I’ve played house and wife, mother and employee. I’ve played conservative party-girl, lost hippie child, and unemployed beach bum. When I moved away for college and a few years later my world crashed, I ran here. This has been the only home (“base”) I’ve ever known. The only place I’ve been able to return to (come “home” to)in the whole world no matter what happened. As much as I’ve often felt out-of-place here, out of sorts, and like an “outsider”, over the years, I’ve become this place; both the things I love here and the things I don’t. This place is a part of me…a huge and irrevocable piece of my growth and my essence. I will carry people and memories, lessons and experiences from here as though it’s part of my genetic DNA. In spite of the fact that I did not “grow up” here, I very much did grow up here in so very many ways. The people and things I’ve done and known here have shaped my soul in a good ways and bad. The sand from the beaches has become embedded in my skin forever. The memories rooted in my soul, never to be un-done, even if someday forgotten. I carry every person, every moment, every encounter, every drop of beach water, every crashing wave, every love, every hurt, every tear, and every laugh with me for the rest of my days. I’ve been hated here, loved here, nurtured and abused here on every imaginable and unimaginable level.
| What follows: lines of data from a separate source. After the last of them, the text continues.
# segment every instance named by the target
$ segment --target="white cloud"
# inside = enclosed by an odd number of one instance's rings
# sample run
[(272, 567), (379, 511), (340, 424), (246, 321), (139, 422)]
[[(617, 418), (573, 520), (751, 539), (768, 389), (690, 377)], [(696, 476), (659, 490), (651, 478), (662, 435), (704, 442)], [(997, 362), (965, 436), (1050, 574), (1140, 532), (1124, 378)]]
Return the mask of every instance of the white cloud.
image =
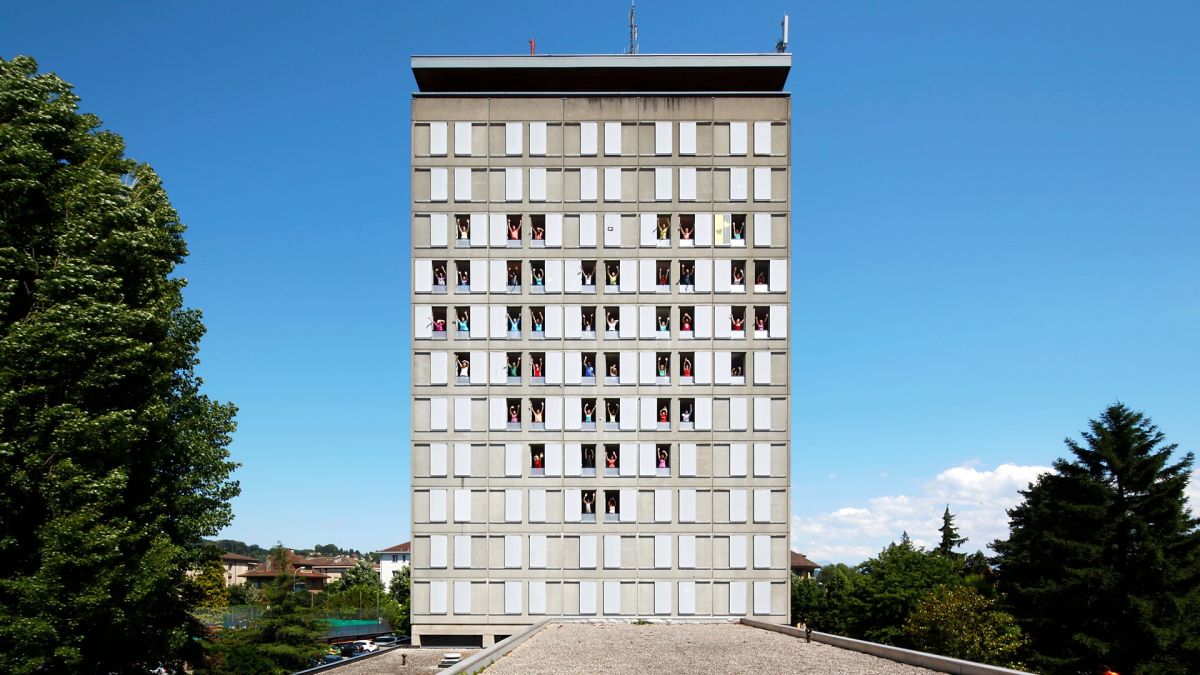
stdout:
[(1192, 472), (1192, 477), (1188, 481), (1187, 487), (1184, 488), (1183, 494), (1187, 497), (1192, 517), (1200, 517), (1200, 469)]
[[(940, 537), (942, 511), (948, 504), (966, 550), (985, 548), (1008, 534), (1006, 509), (1021, 501), (1025, 489), (1045, 466), (1001, 464), (983, 470), (974, 464), (947, 469), (922, 486), (920, 493), (867, 500), (865, 506), (846, 506), (829, 513), (792, 516), (792, 546), (819, 562), (858, 563), (908, 532), (914, 544), (930, 547)], [(1193, 481), (1189, 489), (1200, 503)]]

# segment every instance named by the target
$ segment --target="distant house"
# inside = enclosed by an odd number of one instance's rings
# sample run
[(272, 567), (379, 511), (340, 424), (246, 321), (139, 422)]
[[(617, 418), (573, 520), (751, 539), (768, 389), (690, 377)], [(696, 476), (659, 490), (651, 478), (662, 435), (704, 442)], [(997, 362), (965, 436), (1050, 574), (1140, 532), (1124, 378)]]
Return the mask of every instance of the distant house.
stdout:
[[(291, 567), (290, 574), (295, 578), (296, 585), (303, 585), (305, 590), (314, 593), (325, 590), (330, 582), (340, 579), (346, 570), (358, 564), (358, 557), (352, 555), (309, 558), (296, 555), (291, 550), (287, 553), (288, 564)], [(270, 560), (266, 564), (242, 574), (242, 578), (255, 588), (262, 588), (264, 585), (270, 584), (277, 576), (279, 574), (272, 569)]]
[[(295, 579), (294, 587), (296, 590), (318, 593), (325, 590), (325, 585), (329, 582), (328, 574), (314, 572), (313, 570), (292, 568), (287, 574)], [(264, 565), (258, 569), (246, 572), (242, 575), (242, 578), (251, 586), (262, 588), (263, 586), (269, 586), (271, 582), (275, 581), (275, 577), (277, 576), (279, 576), (278, 572)]]
[(383, 580), (383, 585), (387, 586), (392, 582), (392, 574), (408, 567), (412, 562), (412, 542), (389, 546), (378, 553), (379, 578)]
[(358, 556), (355, 555), (309, 558), (296, 555), (291, 551), (288, 554), (291, 556), (293, 566), (325, 574), (329, 577), (329, 581), (341, 579), (347, 570), (358, 564)]
[(242, 583), (242, 576), (261, 565), (258, 560), (246, 555), (238, 555), (237, 553), (224, 553), (221, 555), (221, 565), (225, 567), (225, 585), (233, 586)]
[(811, 577), (813, 572), (817, 571), (821, 567), (817, 563), (806, 558), (803, 553), (797, 553), (796, 551), (790, 551), (790, 553), (792, 554), (792, 574), (798, 577)]

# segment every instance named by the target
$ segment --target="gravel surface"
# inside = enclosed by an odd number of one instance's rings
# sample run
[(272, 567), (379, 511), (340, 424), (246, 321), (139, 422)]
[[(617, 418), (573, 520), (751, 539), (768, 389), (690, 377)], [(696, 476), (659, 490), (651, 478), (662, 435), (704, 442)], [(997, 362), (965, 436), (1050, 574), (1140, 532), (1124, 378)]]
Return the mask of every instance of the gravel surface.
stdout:
[[(409, 649), (397, 647), (386, 654), (380, 654), (358, 663), (347, 663), (330, 671), (332, 675), (424, 675), (438, 672), (438, 661), (442, 654), (458, 652), (463, 660), (470, 658), (478, 649)], [(407, 657), (407, 658), (406, 658)], [(404, 664), (404, 665), (401, 665)]]
[[(343, 671), (337, 672), (341, 675)], [(760, 628), (703, 623), (547, 624), (484, 672), (485, 675), (764, 672), (925, 675), (934, 671), (819, 642), (806, 643)]]

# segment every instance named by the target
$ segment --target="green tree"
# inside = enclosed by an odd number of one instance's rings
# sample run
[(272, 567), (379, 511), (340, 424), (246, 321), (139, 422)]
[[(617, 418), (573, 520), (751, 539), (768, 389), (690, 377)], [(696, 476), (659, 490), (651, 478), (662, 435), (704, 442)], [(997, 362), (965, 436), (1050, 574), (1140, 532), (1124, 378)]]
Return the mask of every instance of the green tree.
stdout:
[(914, 547), (907, 534), (859, 564), (858, 573), (863, 609), (855, 613), (853, 637), (901, 646), (904, 620), (917, 603), (938, 586), (959, 583), (957, 561)]
[(1193, 455), (1142, 413), (1106, 409), (1009, 511), (1000, 589), (1051, 673), (1200, 672), (1200, 530), (1184, 489)]
[(938, 528), (938, 532), (942, 533), (942, 540), (935, 550), (945, 556), (959, 555), (954, 549), (967, 543), (967, 538), (958, 536), (958, 528), (954, 526), (954, 516), (950, 513), (949, 504), (942, 513), (942, 526)]
[(391, 621), (392, 630), (404, 635), (409, 634), (412, 620), (410, 598), (412, 597), (412, 569), (405, 565), (392, 572), (392, 580), (388, 583), (388, 594), (397, 604), (397, 614)]
[(858, 572), (842, 563), (826, 565), (810, 579), (792, 577), (792, 620), (823, 633), (851, 635), (860, 583)]
[(257, 588), (243, 581), (225, 589), (231, 605), (257, 605), (262, 602), (262, 593)]
[(1021, 668), (1016, 620), (970, 586), (939, 586), (904, 621), (913, 648), (956, 659)]
[(187, 573), (231, 519), (234, 408), (200, 393), (158, 176), (0, 59), (0, 671), (195, 658)]
[(379, 594), (383, 593), (383, 581), (380, 580), (379, 572), (371, 566), (371, 563), (359, 560), (354, 567), (342, 572), (341, 578), (328, 586), (328, 590), (333, 592), (349, 589), (357, 589), (359, 592), (373, 595)]
[(209, 560), (204, 563), (191, 579), (196, 592), (196, 606), (203, 609), (223, 609), (229, 605), (229, 595), (225, 590), (225, 566), (220, 560)]

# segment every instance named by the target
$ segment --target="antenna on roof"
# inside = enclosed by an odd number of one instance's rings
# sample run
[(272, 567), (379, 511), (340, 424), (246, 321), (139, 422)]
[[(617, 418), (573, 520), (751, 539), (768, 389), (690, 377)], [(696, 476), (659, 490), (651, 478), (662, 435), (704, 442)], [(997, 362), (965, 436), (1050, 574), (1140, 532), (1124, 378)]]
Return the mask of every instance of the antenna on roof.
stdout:
[(787, 51), (787, 43), (788, 43), (788, 15), (787, 14), (783, 15), (783, 22), (780, 23), (779, 25), (783, 29), (783, 37), (781, 37), (779, 39), (779, 42), (775, 43), (775, 51), (782, 54), (783, 52)]
[(634, 0), (629, 0), (629, 51), (626, 54), (638, 53), (637, 44), (637, 19), (634, 18), (634, 13), (637, 8), (634, 6)]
I’ve wildly dreamed of escaping this hell-hole and I’ve ached to return to its embracing shores…
I’ve never known a “home”, a home base, a place to run to…never. And yet, I knew that here; the home of a place to go when I was lost and scared in the world (my dad). The home where I felt I was always supposed to be, the place I walked into and realized I had been holding my breath for so many years, I didn’t realize how beautiful breathing could be (Dave).
This has been the only home I’ve ever known by any definition or connotation of the word “home”. I am scared to the pit of my soul to leave here…and yet I’m scared equally to stay. I fear I can never come “home” again, in the way that this is now my home. I’m a mother and a college graduate and I wasn’t even raised here, and yet somehow it almost feels like I’m leaving the nest for the very first time. I feel like a high school graduate heading off into the world on my own into the far and unknown beyond.
What will be here when I next return to visit, to live, to escape, to…???? What feelings will remain? How will I be changed? Nothing will ever stay the same as it is now and has been.
Life is scary. Change is inevitable. This was never my home…and yet strangely it’s also been the only home I’ve ever known.